During the initial lockdown, we rallied the morale of the populace and proclaimed “we are all in this together”, “we are all in the same boat”. Comforting words maybe, but very early on, it became evident that we were not all experiencing the storm in the same way and, contrary to the rallying call, it became painfully clear that we were not all passengers in the same vessel, and many were ill equipped to face the relenting bashing of the waves that ensued.
One thing I recently considered is that there was no final day of the COVID pandemic. Although recently we had an official recognition from the World Health Organisation that the worst was over, the reality is that we have been gradually getting “back to normal” over the past year. Unlike the beginning, where there were nationwide announcements of unprecedented changes to the norm and extraordinary restrictions in our lives, there did not appear to be a clearly defined finishing line.
It happened through the phased relaxing of restrictions and now, here we are, bobbing along in a sea that has clear skies but unsure if the storm has really passed and is there another one on the horizon. Is it any wonder we are experiencing huge levels of stress and even burnout – we haven’t allowed ourselves to finish the stress process and many of us are a big mess of unresolved frustration, loss, anger, fear, uncertainty, exhaustion and mental strain.
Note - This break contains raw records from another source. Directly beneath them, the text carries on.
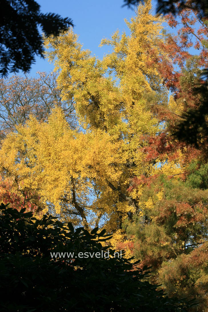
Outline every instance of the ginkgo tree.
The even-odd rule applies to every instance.
[[[79,125],[71,129],[57,107],[47,122],[31,116],[17,127],[0,152],[5,176],[37,192],[43,212],[49,208],[86,229],[99,224],[115,232],[139,209],[143,186],[127,190],[134,177],[157,170],[161,159],[147,159],[144,148],[162,131],[158,111],[168,105],[159,71],[164,60],[170,61],[163,48],[164,21],[151,9],[149,1],[140,5],[126,21],[130,36],[117,32],[102,40],[112,52],[102,60],[82,48],[71,29],[45,38],[62,100],[73,101]],[[164,163],[170,174],[179,154]]]

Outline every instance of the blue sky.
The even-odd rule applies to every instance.
[[[79,35],[83,47],[90,50],[99,58],[107,52],[109,47],[98,46],[101,39],[109,38],[117,29],[128,33],[124,19],[129,20],[135,15],[133,9],[122,6],[123,0],[36,0],[43,13],[49,12],[69,17],[73,20],[75,32]],[[34,76],[38,71],[49,72],[53,69],[52,64],[47,60],[36,58],[29,76]],[[21,75],[20,72],[17,74]]]

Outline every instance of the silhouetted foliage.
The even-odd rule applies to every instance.
[[[144,280],[147,267],[134,270],[139,261],[134,266],[114,250],[108,259],[51,258],[51,252],[106,251],[104,230],[90,233],[51,216],[39,220],[25,209],[0,208],[1,311],[186,310],[184,300]]]
[[[124,0],[123,6],[130,7],[139,2],[143,3],[143,0]],[[195,0],[157,0],[156,12],[158,14],[166,14],[171,12],[175,15],[184,9],[192,9],[198,11],[201,11],[201,17],[207,16],[208,13],[208,1],[207,0],[196,1]]]
[[[2,0],[0,19],[0,73],[28,71],[35,56],[43,57],[40,26],[45,36],[56,36],[73,24],[54,13],[43,14],[34,0]]]

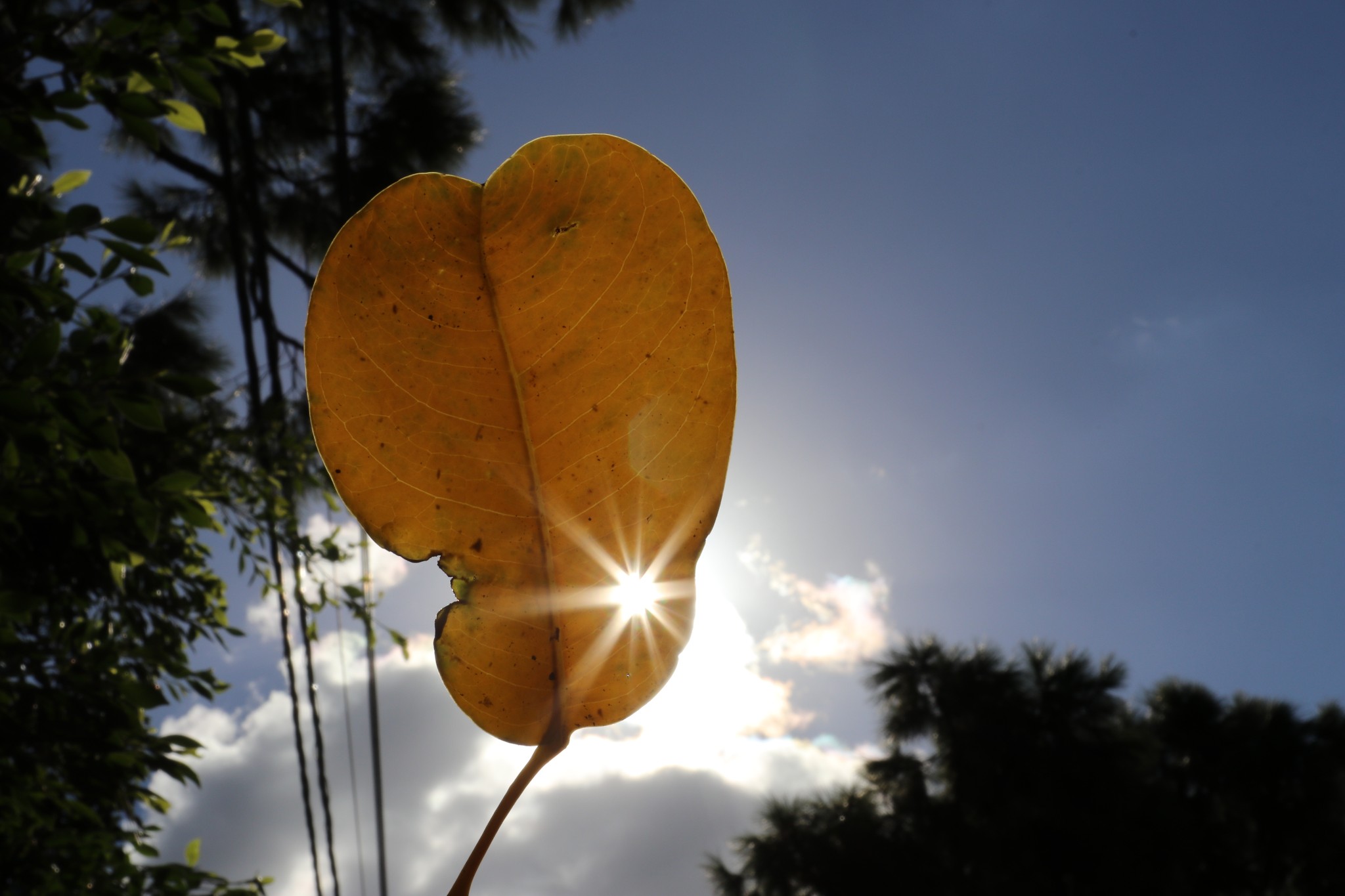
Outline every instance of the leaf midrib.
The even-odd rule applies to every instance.
[[[487,181],[490,183],[490,181]],[[504,351],[504,363],[508,367],[510,383],[514,386],[514,403],[518,406],[519,433],[523,437],[523,447],[527,451],[527,473],[533,490],[533,508],[537,510],[537,529],[542,539],[542,568],[546,570],[546,631],[551,645],[551,719],[547,721],[542,740],[549,736],[560,736],[555,728],[562,723],[565,692],[565,669],[561,664],[560,626],[555,623],[555,563],[551,552],[551,531],[546,524],[546,509],[542,505],[542,477],[537,472],[537,451],[533,445],[533,430],[527,419],[527,408],[523,404],[523,384],[519,380],[518,365],[514,363],[514,351],[504,337],[504,321],[500,317],[499,296],[495,293],[495,281],[486,263],[486,184],[482,184],[476,206],[476,251],[480,255],[482,281],[486,285],[486,297],[490,301],[491,317],[495,320],[495,334],[500,340]]]

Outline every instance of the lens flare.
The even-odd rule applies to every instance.
[[[659,599],[659,586],[651,575],[621,572],[612,590],[612,599],[620,609],[623,622],[644,617],[654,611],[654,604]]]

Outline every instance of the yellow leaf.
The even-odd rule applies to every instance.
[[[585,134],[534,140],[484,185],[397,181],[327,251],[307,365],[350,510],[452,576],[449,693],[541,744],[522,783],[663,686],[736,400],[724,259],[667,165]]]
[[[198,134],[206,133],[206,120],[195,106],[180,99],[164,99],[163,103],[169,109],[164,116],[168,124],[178,125],[183,130],[195,130]]]

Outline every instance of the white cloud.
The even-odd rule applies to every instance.
[[[332,536],[338,547],[348,555],[340,563],[313,560],[313,572],[304,580],[304,595],[308,596],[309,602],[317,599],[319,583],[327,584],[328,594],[335,594],[344,584],[359,586],[360,531],[354,520],[336,524],[321,513],[313,513],[308,517],[304,533],[315,544],[327,536]],[[369,578],[375,594],[399,584],[406,578],[409,568],[410,564],[402,557],[391,551],[385,551],[373,541],[369,543]],[[281,576],[281,583],[285,587],[285,596],[292,599],[293,584],[288,568]],[[293,607],[291,607],[291,614],[295,615]],[[262,641],[276,641],[280,638],[280,602],[276,600],[274,594],[268,594],[265,600],[247,604],[247,623],[252,631],[261,635]]]
[[[697,604],[691,641],[670,684],[627,721],[576,733],[515,806],[477,876],[476,896],[706,892],[703,854],[744,833],[761,797],[854,779],[863,748],[791,736],[810,716],[791,704],[787,682],[761,674],[757,645],[737,610],[703,583]],[[340,650],[370,884],[374,827],[363,641],[331,633],[315,645],[315,672],[348,895],[359,885]],[[412,638],[409,661],[385,653],[378,682],[389,885],[405,896],[443,893],[529,750],[494,740],[459,712],[438,680],[426,635]],[[311,893],[288,697],[274,692],[237,713],[195,707],[163,727],[206,744],[196,763],[202,790],[161,775],[153,782],[174,802],[157,841],[164,854],[178,856],[200,837],[202,866],[231,876],[272,875],[269,892],[277,896]],[[313,810],[320,826],[316,793]],[[321,858],[325,876],[325,852]]]
[[[761,547],[759,536],[738,552],[738,560],[764,578],[772,591],[796,599],[811,617],[806,622],[781,625],[761,642],[760,650],[771,661],[853,672],[888,645],[884,618],[888,582],[877,564],[866,564],[865,579],[846,575],[819,586],[790,572],[783,560],[775,560]]]

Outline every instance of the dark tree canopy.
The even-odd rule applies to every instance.
[[[721,896],[1345,893],[1345,713],[1110,660],[927,639],[870,680],[892,752],[868,782],[772,801]]]

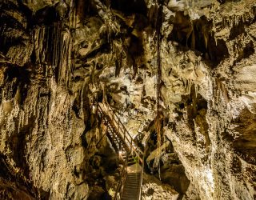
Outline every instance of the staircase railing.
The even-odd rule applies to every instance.
[[[136,146],[136,143],[134,141],[134,138],[130,134],[125,126],[122,124],[118,115],[115,112],[110,108],[110,105],[106,102],[98,103],[98,110],[104,115],[104,117],[109,117],[108,122],[111,124],[116,130],[116,133],[122,140],[125,145],[126,145],[126,158],[125,163],[122,166],[120,180],[115,188],[115,195],[114,199],[120,199],[122,196],[122,189],[124,186],[124,182],[126,181],[126,177],[127,174],[127,166],[128,166],[128,157],[129,155],[135,155],[138,158],[138,164],[142,166],[142,170],[140,173],[140,182],[139,182],[139,193],[138,199],[141,199],[142,195],[142,175],[144,169],[144,152],[142,152],[138,147]],[[121,133],[121,134],[120,134]],[[136,148],[137,147],[137,148]]]

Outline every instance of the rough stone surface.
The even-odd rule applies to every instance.
[[[103,98],[159,152],[145,171],[173,192],[145,199],[256,198],[254,0],[4,0],[0,22],[1,199],[110,198]]]

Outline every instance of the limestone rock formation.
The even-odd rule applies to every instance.
[[[106,101],[144,199],[255,199],[255,48],[254,0],[1,1],[0,198],[110,199]]]

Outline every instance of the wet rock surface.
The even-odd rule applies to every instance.
[[[103,98],[161,179],[145,199],[256,198],[254,0],[5,0],[0,22],[1,199],[110,198]]]

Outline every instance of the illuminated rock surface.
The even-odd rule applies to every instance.
[[[148,146],[143,199],[256,198],[255,1],[161,5],[0,2],[1,199],[109,199],[121,166],[92,110],[103,97]]]

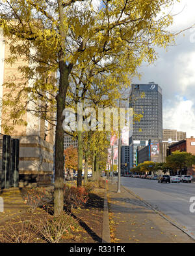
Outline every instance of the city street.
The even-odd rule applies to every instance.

In life and in business it is exactly the same. We are staying afloat in our own boats. Some are big, some small, some are taking on water, some have lost control of the steering, and some are struggling in the wash of the bigger vessels. Sending out an S.O.S. to help manoeuvre the stormy seas and accepting help and support will make all the difference and help individuals and business last the course and make it safely to shore.